Having any business relevant data as primary key can also make you troubles. For instance, if you need to change the value. If it is not possible in the application to change the value, it could be in the future, or it must be changed in an upgrade script.
It's best to create a surrogate key, a automatic number which does not have any business meaning.
Edit after your update:
In this case, you can think of having conceptually no primary key, and make this three columns either the primary key of a composite unique key (to make it changeable).
Should I create a primary key on all three columns (userid, set, and key)
Make this one.
Using surrogate primary key will result in an extra column which is not used for other purposes.
Creating a UNIQUE INDEX along with surrogate primary key is same as creating a non-clustered PRIMARY KEY, and will result in an extra KEY lookup which is worse for performance.
Creating a UNIQUE INDEX without a PRIMARY KEY will result in a HEAP-organized table which will need an extra RID lookup to access the values: also not very good.
How many Key's and Set's do you have? Do these need to be varchar(50) or can they point to a lookup table?
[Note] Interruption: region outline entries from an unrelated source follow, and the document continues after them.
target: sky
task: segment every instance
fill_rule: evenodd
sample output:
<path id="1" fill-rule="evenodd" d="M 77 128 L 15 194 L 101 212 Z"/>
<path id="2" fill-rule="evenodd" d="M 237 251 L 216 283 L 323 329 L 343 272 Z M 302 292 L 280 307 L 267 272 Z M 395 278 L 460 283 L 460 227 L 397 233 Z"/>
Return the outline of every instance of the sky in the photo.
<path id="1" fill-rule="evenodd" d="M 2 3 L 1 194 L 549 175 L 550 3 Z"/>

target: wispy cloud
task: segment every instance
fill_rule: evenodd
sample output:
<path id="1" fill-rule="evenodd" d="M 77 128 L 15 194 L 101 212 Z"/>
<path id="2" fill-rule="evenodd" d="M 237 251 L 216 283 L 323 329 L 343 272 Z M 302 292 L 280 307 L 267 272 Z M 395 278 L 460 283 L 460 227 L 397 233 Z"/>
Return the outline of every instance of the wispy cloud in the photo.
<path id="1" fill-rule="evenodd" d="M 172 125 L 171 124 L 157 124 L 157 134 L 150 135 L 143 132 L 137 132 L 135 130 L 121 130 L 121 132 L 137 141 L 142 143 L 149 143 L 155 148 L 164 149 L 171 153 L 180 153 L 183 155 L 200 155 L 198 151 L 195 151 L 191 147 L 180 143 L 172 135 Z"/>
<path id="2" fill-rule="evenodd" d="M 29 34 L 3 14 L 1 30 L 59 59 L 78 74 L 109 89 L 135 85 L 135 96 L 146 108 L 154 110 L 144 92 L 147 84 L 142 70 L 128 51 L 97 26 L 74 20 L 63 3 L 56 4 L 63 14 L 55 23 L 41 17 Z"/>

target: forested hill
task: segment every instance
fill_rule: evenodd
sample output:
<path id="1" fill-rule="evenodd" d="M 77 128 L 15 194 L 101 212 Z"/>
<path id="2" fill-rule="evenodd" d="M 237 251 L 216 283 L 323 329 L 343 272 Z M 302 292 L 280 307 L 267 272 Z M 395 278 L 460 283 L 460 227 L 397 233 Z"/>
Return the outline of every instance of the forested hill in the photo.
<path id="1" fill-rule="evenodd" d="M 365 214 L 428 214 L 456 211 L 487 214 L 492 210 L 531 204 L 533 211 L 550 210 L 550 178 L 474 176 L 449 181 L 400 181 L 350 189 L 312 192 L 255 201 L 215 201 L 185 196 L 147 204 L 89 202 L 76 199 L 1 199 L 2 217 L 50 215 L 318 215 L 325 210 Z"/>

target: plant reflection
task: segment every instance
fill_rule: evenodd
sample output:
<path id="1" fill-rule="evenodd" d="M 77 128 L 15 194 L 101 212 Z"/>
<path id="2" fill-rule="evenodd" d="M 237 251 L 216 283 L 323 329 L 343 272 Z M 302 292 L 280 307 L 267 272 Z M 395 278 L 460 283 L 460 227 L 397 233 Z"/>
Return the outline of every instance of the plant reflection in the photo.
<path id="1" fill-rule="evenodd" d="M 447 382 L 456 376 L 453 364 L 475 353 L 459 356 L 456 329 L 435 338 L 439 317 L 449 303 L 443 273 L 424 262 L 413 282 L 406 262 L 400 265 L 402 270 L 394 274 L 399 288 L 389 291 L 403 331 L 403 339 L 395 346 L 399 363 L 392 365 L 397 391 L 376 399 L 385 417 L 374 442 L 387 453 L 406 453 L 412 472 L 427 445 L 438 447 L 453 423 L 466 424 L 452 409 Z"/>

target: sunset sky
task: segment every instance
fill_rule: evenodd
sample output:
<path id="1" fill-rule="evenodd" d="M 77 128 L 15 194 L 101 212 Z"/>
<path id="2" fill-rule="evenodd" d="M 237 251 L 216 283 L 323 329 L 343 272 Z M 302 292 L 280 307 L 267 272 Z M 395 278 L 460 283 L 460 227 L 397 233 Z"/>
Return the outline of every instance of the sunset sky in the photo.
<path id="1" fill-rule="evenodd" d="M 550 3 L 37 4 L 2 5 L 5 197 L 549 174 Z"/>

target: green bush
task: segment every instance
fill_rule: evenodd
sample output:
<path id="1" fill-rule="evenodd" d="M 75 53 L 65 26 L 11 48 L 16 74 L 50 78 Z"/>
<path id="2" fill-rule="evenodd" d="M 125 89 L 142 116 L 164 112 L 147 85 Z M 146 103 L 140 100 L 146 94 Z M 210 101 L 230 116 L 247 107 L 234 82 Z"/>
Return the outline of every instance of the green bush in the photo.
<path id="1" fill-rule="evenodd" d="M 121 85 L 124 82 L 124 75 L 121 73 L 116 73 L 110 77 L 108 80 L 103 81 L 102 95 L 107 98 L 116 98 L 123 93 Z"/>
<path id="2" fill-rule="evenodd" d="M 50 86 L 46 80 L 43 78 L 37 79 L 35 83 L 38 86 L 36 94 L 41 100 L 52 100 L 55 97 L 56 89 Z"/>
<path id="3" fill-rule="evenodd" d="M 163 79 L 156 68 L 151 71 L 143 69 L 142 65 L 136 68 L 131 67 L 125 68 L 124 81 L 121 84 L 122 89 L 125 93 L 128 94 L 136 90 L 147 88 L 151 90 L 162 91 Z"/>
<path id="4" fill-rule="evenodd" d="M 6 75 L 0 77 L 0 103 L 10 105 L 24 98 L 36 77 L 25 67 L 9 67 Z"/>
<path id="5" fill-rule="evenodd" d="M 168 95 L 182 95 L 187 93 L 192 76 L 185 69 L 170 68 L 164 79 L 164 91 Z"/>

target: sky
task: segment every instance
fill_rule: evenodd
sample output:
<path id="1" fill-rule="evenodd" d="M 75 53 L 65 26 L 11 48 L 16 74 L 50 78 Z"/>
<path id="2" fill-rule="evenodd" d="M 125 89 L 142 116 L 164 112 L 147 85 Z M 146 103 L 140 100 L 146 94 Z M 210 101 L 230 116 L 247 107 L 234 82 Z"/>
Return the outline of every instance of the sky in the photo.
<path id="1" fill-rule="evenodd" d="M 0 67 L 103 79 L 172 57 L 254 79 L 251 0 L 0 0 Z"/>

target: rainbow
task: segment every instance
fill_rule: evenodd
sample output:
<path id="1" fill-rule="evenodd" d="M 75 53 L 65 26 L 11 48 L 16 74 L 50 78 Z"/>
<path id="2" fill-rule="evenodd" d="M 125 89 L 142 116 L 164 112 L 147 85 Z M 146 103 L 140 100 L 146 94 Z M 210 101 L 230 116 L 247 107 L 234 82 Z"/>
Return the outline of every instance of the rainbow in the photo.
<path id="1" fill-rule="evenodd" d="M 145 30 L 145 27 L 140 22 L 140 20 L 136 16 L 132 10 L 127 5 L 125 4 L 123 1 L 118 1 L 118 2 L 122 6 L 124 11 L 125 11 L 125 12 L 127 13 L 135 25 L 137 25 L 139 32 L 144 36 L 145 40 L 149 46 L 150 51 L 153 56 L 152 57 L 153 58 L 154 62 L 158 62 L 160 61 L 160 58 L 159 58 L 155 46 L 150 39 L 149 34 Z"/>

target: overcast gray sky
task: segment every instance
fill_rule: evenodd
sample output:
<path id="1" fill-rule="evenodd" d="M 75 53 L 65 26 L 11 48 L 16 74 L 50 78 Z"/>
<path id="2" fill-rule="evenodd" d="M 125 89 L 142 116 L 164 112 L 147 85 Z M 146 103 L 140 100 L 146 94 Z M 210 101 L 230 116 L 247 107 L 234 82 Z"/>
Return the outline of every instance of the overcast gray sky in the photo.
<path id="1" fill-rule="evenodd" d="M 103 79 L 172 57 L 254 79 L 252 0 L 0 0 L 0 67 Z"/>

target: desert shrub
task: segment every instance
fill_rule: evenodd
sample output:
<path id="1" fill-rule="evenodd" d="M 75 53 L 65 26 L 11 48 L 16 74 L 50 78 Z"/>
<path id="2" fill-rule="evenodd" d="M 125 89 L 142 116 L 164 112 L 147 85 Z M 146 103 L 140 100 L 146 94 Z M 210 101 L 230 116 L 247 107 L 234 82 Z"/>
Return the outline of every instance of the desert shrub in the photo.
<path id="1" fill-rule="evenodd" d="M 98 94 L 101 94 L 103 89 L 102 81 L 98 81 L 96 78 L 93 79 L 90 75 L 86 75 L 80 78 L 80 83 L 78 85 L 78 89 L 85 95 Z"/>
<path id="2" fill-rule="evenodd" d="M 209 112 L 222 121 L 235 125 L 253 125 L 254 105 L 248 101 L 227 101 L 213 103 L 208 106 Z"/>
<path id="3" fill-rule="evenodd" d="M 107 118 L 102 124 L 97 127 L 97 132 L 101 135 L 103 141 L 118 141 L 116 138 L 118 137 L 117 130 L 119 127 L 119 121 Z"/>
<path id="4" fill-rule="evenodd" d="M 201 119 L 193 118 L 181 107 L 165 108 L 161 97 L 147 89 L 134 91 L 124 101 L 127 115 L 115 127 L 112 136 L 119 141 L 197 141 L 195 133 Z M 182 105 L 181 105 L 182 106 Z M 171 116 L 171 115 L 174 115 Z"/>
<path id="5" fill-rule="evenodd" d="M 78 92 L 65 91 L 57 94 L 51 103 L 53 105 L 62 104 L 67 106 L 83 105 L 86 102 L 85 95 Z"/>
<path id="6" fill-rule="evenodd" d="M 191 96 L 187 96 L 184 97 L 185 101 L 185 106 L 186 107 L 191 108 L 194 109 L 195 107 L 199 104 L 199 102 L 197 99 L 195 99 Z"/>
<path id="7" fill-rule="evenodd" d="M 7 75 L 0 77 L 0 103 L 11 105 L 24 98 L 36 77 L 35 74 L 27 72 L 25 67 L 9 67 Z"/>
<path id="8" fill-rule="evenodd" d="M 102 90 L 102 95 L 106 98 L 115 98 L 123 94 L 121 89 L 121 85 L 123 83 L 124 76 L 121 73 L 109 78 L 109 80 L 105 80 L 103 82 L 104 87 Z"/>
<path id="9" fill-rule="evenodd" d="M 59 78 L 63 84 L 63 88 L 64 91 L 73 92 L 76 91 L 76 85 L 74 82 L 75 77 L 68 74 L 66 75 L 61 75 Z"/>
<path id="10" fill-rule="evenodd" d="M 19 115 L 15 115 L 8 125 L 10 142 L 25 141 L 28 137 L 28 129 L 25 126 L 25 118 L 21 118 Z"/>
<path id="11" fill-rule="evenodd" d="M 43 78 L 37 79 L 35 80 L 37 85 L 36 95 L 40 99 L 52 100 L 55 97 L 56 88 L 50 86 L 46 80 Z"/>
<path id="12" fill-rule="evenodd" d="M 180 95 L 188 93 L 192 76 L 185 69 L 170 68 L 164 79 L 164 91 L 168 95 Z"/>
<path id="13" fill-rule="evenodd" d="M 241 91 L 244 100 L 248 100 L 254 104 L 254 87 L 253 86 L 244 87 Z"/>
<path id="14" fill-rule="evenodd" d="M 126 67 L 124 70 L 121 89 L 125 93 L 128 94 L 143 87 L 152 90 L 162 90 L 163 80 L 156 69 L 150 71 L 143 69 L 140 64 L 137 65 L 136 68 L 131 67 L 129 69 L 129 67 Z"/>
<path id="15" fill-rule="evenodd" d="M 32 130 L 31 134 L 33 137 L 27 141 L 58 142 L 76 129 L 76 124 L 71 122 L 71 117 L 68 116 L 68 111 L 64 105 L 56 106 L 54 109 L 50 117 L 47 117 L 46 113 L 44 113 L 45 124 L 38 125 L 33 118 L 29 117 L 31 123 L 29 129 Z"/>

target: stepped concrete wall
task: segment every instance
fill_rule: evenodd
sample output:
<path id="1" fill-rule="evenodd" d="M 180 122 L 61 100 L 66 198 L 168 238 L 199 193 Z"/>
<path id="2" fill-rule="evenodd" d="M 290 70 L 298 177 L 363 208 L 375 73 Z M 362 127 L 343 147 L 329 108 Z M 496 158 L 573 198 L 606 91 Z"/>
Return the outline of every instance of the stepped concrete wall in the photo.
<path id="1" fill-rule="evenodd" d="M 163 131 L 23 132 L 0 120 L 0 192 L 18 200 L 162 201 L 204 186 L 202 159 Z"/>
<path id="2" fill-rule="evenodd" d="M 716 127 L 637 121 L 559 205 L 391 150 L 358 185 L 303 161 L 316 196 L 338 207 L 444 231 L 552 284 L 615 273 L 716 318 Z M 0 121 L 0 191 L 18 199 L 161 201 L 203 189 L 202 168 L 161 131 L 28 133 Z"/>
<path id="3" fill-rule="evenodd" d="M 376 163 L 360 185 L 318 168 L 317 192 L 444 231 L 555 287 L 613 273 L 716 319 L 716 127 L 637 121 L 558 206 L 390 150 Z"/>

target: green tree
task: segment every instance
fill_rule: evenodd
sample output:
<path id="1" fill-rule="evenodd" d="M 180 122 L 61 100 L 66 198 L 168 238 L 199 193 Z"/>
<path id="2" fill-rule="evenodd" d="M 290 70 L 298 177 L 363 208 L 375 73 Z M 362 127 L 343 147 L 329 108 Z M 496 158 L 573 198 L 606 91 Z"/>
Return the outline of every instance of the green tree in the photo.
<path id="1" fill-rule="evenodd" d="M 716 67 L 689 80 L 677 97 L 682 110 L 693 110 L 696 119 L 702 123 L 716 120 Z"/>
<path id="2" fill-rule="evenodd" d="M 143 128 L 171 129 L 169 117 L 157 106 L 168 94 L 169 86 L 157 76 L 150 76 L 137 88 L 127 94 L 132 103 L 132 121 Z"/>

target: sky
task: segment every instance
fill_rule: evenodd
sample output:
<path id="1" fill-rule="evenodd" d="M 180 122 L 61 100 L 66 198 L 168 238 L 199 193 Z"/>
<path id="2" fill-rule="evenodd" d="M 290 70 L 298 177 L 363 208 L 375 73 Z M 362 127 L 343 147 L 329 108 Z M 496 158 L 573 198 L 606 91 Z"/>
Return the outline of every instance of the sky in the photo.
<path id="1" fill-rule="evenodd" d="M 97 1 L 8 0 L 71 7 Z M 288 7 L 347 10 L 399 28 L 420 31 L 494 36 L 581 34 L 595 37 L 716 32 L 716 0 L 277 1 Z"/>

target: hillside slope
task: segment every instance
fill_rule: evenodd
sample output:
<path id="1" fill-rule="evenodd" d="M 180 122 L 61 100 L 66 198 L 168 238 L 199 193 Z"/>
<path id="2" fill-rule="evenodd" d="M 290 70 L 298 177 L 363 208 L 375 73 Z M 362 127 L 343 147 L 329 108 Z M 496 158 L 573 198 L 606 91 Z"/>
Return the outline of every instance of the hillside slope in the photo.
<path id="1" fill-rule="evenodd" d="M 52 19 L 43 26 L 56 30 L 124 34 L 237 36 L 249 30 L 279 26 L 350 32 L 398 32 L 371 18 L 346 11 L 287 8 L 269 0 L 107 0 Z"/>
If you can convert this Set and Key into SetId and KeyId then you can create your primary key on the 3 integer values which will be much faster.
I would probably try to make sure that UserID was a unique identifier, rather than having duplicates of UserID throughout the code. Composite keys tend to get confusing later on in your code's life.
I'm assuming this is a lookup field for config values of some kind, so you could probably go with the composite key if this is the case. The data is already there. You can guarantee it's uniqueness using the primary key. If you change your mind and decide later that it isn't appropriate for you, you can easily add a SettingId and make the original composite key a unique index.
Create one, separate primary key. No matter what how bussines logic will change, what new rules will have to be applied to your Key VARCHAR(50) field - having one primary key will make you completly independent of bussines logic.
In my experience it all depends how many tables will be using this table as FK information. Do you want 3 extra columns in your other tables just to carry over a FK?
Personally I would create another FK column and put a unique constraint over the other three columns. This makes foreign keys to this table a lot easier to swallow.
I'm not a proponent of composite keys, but in this case as an end of the line table, it might make sense. However, if you allow nulls in any of these three fields becasue one or more of the values is not known at the time of the insert, there can be difficulty and a unique index might be better.
Better have UserID as 32 bit newid() or unique identifier because UserID as int gives a hint to the User of the probable UserID. This will also solve your issue of composite key.